Wir sprechen mit dem promovierten Mittelalterhistoriker Andreas Moitzi, der sich unter dem Nickname Copeylius auf Twitch und YouTube mit historischen Games beschäftigt und der bei der Gestaltung und Entwicklung der Spielelemente von ›Manor Lords‹ beraten hat, darüber, wie er zu dieser Rolle gekommen ist und wie ›Manor Lords‹ versucht, ein möglichst authentisch anmutendes Mittelalter zu inszenieren.
›Manor Lords‹ wird von Spielerinnen und Spielern zu Recht für die wunderschönen mittelalterlichen Dörfer gelobt, die sich errichten lassen.
Mittelalter Digital: Lieber Andreas, du beschäftigst dich ja schon seit geraumer Zeit mit Mittelalterinszenierungen in der Populärkultur. Wie bist du zu dem Thema gekommen? Und welche Aspekte sind dir bei deiner Beschäftigung mit dem Thema wichtig?
Andreas Moitzi: Tatsächlich beschäftige ich mich erst seit wenigen Jahren mit diesem Thema. Ich war früher selbst einer jener „Mittelalterfans“, die schlecht rekonstruierte Objekte in Videospielen kritisieren und darauf aufbauend ein Spiel auf seine „historische Genauigkeit“ beurteilen.
Mir fehlte der theoretische Zugang, das Grundverständnis, warum dieser Zugang kontraproduktiv, naiv und schlussendlich auch zu einfach ist. Im Grunde habe ich damit sogar das negiert, was ich im Zuge des Geschichtsstudiums gelernt habe, wenngleich ich nur wenige Lehrveranstaltungen zur Geschichtstheorie hatte.
Nachdem wir uns für eine Spielfigur entschieden und ein Wappen kreiert haben (oben rechts), gibt uns das HUD eine Übersicht über den Status unseres Dorfes inkl. der Zufriedenheit unserer Untertanen und der zur Verfügung stehenden Ressourcen.

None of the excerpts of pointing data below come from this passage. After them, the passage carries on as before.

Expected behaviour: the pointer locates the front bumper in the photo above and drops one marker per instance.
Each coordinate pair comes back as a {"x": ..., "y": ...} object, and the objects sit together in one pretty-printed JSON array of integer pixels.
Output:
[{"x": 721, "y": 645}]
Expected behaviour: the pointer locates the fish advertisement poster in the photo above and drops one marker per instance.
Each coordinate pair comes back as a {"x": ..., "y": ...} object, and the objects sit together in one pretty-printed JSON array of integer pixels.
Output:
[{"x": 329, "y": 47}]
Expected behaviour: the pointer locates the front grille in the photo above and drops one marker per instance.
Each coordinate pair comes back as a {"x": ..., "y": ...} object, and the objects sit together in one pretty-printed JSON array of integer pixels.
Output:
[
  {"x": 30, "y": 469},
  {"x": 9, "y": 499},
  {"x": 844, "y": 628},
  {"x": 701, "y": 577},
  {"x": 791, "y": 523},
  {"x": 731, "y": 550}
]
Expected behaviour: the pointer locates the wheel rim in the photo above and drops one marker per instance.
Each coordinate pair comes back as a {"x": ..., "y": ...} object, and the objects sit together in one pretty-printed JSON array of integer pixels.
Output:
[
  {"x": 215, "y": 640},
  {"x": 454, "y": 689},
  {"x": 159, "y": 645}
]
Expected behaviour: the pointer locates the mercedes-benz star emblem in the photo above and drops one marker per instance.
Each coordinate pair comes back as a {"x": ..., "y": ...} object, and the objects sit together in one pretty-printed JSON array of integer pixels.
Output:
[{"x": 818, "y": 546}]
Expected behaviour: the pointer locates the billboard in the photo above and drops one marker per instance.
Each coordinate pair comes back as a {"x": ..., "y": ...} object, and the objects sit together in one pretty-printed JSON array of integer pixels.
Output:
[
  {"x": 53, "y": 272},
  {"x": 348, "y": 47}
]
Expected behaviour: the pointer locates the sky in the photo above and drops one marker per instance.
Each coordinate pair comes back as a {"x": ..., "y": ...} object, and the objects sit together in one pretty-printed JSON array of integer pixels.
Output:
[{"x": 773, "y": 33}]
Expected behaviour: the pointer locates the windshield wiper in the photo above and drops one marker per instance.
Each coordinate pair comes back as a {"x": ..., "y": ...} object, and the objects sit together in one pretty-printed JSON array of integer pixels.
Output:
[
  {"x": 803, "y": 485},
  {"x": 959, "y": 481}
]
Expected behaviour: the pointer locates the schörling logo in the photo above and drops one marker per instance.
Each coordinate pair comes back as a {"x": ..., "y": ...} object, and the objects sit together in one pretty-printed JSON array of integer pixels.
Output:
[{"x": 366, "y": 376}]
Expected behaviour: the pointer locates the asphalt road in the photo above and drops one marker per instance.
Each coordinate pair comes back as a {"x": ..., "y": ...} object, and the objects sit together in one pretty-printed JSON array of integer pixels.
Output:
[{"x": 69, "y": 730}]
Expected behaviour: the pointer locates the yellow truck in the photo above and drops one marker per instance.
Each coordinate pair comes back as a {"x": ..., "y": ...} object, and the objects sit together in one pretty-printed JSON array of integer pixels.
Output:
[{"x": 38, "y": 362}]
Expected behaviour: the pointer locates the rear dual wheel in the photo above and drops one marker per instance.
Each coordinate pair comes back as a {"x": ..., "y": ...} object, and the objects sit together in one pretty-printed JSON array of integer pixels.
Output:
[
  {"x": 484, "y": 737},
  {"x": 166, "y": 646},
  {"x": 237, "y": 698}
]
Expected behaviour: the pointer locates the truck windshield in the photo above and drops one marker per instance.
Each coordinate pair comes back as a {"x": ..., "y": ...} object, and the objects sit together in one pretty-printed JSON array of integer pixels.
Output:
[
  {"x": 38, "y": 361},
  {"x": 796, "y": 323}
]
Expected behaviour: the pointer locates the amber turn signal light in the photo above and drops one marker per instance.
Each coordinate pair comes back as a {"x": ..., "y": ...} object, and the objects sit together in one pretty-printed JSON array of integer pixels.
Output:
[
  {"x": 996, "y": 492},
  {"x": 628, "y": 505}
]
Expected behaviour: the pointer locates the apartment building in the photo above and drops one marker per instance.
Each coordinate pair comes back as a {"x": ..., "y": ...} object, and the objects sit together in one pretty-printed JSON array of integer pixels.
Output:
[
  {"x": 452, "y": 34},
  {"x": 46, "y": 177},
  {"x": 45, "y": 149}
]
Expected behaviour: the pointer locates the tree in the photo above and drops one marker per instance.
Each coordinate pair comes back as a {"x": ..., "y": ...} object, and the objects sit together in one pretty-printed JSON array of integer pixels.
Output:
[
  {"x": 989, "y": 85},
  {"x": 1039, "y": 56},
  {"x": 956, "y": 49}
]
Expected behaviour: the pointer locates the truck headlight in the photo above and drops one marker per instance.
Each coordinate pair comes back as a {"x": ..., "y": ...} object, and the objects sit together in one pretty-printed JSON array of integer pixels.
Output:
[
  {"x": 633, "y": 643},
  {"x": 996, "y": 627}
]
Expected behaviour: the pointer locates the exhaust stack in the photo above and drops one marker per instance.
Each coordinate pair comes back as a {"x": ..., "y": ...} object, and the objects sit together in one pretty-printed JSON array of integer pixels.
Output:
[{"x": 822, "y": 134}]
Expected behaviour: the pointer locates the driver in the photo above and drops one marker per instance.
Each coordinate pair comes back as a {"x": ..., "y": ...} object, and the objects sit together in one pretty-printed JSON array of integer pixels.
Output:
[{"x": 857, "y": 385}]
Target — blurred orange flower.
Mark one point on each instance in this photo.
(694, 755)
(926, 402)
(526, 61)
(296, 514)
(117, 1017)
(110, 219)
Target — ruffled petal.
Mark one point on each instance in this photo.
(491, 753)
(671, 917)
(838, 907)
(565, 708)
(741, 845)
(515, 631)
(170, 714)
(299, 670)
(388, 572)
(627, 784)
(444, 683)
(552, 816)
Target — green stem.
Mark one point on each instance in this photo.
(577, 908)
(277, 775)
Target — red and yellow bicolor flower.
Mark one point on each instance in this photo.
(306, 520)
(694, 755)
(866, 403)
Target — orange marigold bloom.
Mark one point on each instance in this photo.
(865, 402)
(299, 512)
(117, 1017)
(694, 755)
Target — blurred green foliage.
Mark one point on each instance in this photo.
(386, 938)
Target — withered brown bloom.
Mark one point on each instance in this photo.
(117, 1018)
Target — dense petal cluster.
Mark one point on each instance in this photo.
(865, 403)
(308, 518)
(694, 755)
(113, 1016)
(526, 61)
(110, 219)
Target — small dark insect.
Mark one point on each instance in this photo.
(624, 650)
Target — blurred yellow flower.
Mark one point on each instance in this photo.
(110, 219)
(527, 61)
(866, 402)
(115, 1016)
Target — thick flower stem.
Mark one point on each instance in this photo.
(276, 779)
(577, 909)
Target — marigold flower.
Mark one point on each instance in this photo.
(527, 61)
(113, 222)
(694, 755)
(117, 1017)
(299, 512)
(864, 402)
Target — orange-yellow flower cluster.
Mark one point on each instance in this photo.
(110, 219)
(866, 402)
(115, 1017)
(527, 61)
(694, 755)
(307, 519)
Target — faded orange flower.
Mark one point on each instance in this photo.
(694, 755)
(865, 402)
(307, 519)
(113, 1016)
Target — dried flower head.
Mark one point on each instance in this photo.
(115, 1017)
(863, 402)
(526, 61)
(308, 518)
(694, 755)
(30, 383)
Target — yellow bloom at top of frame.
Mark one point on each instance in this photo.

Da ich aber in meinen Streams, in denen ich immer wieder historisierende digitale Spiele zeige, öfters gefragt wurde, was ich zur historischen Darstellung meine, begann ich mich mehr damit auseinanderzusetzen. Insbesondere die Erkenntnis, dass Videospiele politisch und demnach auch als Instrument zur Beeinflussung verwendet werden, zeigte mir die Brisanz dieser Branche.
Heute möchte ich Aufklärungsarbeit leisten, mit dem Fokus auf genau diese beiden Themen: Dem Umstand, dass ein historisierendes Videospiel nicht für die Vergangenheit einstehen kann, sondern mehr über das Geschichtsbild und -verständnis des Entwicklerstudios verrät; und, dass Spiele Storys und nicht Geschichte erzählen, weshalb sie sich zum Transport von Werten und Meinungen eignen.
Mittelalter Digital: Große Triple-A-Titel loben sich im Marketing selbst mit der profunden historischen Beratung, die in sie eingeflossen sei. Wie sind du und der erweiterte Kreis ursprünglich zu ›Manor Lords‹ gekommen? Unter welchen Umständen ist das Spiel entstanden? Und wie gestaltet sich eine historische Beratung in der Entwicklung eines Videospiels?
Andreas Moitzi: Ich gelangte durch Zufall bzw. durch meine Tätigkeit als Content Creator zu ›Manor Lords‹. Personen, die bereits Alpha Tester waren und sich in die Entwicklung einbrachten, kannten meinen Stream und dachten sich, dass ich durch meinen wissenschaftlichen Background etwas dazu beitragen könnte. Ich kann nur für mich sprechen, vermute aber, dass es bei anderen nicht viel anders war.
Möglich machte das die spezielle Personalstruktur, auf welche die Entwicklung von ›Manor Lords‹ aufbaute. Hinter ›SlavicMagic‹ verbirgt sich ein Entwickler, der auf die Hilfe anderer Personen angewiesen war. Ursprünglich war das Spiel im klassischen „Fantasymittelalter“ angesiedelt. Durch die Beteiligung von Personen mit Fachwissen änderte sich dieser Zugang jedoch drastisch. Nun werden teilweise jene Personen mit Fachwissen damit beauftragt, Lösungen für Probleme zu erarbeiten, neue Konzepte zu entwickeln oder ganz spezifische Umstände zu recherchieren.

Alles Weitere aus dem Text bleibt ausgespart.